Diffuse or Confuse: A Diffusion Deepfake Speech Dataset
Authors: Anton Firc, Kamil Malinka, Petr Hanáček
Published: 2024-10-09 11:51:08+00:00
Comment: Presented at International Conference of the Biometrics Special Interest Group (BIOSIG 2024)
Journal Ref: 2024 International Conference of the Biometrics Special Interest Group (BIOSIG)
AI Summary
This paper introduces a novel deepfake speech dataset generated using diffusion models to evaluate their impact on current deepfake detection systems. The study compares diffusion-generated deepfakes with non-diffusion ones, assessing their quality and detectability. Findings suggest that diffusion-based deepfakes are generally comparable to non-diffusion deepfakes in terms of detection, with some variability across detector architectures.
Abstract
Advancements in artificial intelligence and machine learning have significantly improved synthetic speech generation. This paper explores diffusion models, a novel method for creating realistic synthetic speech.
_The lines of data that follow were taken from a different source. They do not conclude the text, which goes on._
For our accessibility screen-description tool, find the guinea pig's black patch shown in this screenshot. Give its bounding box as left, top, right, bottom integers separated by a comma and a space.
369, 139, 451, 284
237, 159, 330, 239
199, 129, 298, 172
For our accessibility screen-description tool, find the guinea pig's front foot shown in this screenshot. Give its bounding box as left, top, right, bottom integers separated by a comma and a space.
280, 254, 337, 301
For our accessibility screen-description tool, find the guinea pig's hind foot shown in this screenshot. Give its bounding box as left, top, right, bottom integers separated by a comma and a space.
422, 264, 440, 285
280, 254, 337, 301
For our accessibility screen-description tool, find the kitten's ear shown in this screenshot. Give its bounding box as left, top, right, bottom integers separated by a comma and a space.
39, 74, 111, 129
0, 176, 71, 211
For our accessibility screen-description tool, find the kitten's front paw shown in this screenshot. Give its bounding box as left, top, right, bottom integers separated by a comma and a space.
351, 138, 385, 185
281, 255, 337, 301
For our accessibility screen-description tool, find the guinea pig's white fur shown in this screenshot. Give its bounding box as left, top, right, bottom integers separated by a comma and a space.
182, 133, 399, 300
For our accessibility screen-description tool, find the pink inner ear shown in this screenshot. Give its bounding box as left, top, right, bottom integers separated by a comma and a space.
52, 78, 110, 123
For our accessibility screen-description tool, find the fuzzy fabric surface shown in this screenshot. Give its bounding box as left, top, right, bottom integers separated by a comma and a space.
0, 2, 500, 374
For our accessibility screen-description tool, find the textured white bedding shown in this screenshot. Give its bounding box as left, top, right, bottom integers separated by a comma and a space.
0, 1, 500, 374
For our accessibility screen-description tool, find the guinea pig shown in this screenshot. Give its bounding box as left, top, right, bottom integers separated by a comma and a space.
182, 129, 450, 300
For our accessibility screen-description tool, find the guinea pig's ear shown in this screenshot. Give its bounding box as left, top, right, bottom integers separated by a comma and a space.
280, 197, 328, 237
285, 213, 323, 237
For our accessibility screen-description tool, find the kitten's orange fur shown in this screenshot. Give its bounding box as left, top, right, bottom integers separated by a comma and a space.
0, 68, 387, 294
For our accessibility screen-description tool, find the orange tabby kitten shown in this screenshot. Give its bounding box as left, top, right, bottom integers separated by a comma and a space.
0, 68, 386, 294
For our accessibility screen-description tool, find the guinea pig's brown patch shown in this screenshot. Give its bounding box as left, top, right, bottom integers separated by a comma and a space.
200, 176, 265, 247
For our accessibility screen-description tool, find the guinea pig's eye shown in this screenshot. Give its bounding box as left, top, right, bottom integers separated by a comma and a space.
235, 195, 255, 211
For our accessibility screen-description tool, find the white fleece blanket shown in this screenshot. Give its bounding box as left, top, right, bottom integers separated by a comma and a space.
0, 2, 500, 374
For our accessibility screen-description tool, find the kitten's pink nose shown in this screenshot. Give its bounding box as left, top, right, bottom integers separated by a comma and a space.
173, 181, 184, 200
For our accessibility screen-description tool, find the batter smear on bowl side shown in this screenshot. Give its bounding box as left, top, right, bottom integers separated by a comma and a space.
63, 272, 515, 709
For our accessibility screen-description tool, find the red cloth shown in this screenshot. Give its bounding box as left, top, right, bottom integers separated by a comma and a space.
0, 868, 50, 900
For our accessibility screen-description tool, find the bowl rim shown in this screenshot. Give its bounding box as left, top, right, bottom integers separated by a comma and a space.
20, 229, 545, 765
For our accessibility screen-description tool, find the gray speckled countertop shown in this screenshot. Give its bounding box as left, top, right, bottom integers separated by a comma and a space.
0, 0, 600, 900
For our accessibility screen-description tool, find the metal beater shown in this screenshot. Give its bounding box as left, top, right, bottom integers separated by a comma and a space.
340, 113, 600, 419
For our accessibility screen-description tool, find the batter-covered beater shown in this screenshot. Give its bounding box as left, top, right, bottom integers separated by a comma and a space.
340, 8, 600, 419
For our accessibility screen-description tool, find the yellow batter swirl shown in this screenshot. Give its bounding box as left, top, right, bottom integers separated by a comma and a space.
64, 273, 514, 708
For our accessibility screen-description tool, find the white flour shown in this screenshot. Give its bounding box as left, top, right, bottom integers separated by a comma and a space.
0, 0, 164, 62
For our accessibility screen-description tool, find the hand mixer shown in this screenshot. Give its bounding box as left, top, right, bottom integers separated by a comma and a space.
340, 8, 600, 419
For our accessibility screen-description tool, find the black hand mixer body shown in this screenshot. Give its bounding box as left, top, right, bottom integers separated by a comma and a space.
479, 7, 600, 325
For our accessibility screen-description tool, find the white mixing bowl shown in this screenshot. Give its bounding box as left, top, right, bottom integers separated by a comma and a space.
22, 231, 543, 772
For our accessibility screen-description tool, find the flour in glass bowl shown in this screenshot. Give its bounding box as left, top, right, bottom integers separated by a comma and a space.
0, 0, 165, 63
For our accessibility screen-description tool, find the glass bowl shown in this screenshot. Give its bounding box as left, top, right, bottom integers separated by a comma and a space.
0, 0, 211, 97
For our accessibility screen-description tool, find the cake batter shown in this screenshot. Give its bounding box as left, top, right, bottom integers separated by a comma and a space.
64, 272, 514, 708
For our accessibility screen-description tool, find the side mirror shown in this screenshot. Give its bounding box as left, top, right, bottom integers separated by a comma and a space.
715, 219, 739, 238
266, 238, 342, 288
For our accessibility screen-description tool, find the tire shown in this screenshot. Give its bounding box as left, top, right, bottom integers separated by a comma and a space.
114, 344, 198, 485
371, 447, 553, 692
We create a diffusion dataset using available tools and pretrained models. Additionally, this study assesses the quality of diffusion-generated deepfakes versus non-diffusion ones and their potential threat to current deepfake detection systems. Findings indicate that the detection of diffusion-based deepfakes is generally comparable to non-diffusion deepfakes, with some variability based on detector architecture. Re-vocoding with diffusion vocoders shows minimal impact, and the overall speech quality is comparable to non-diffusion methods.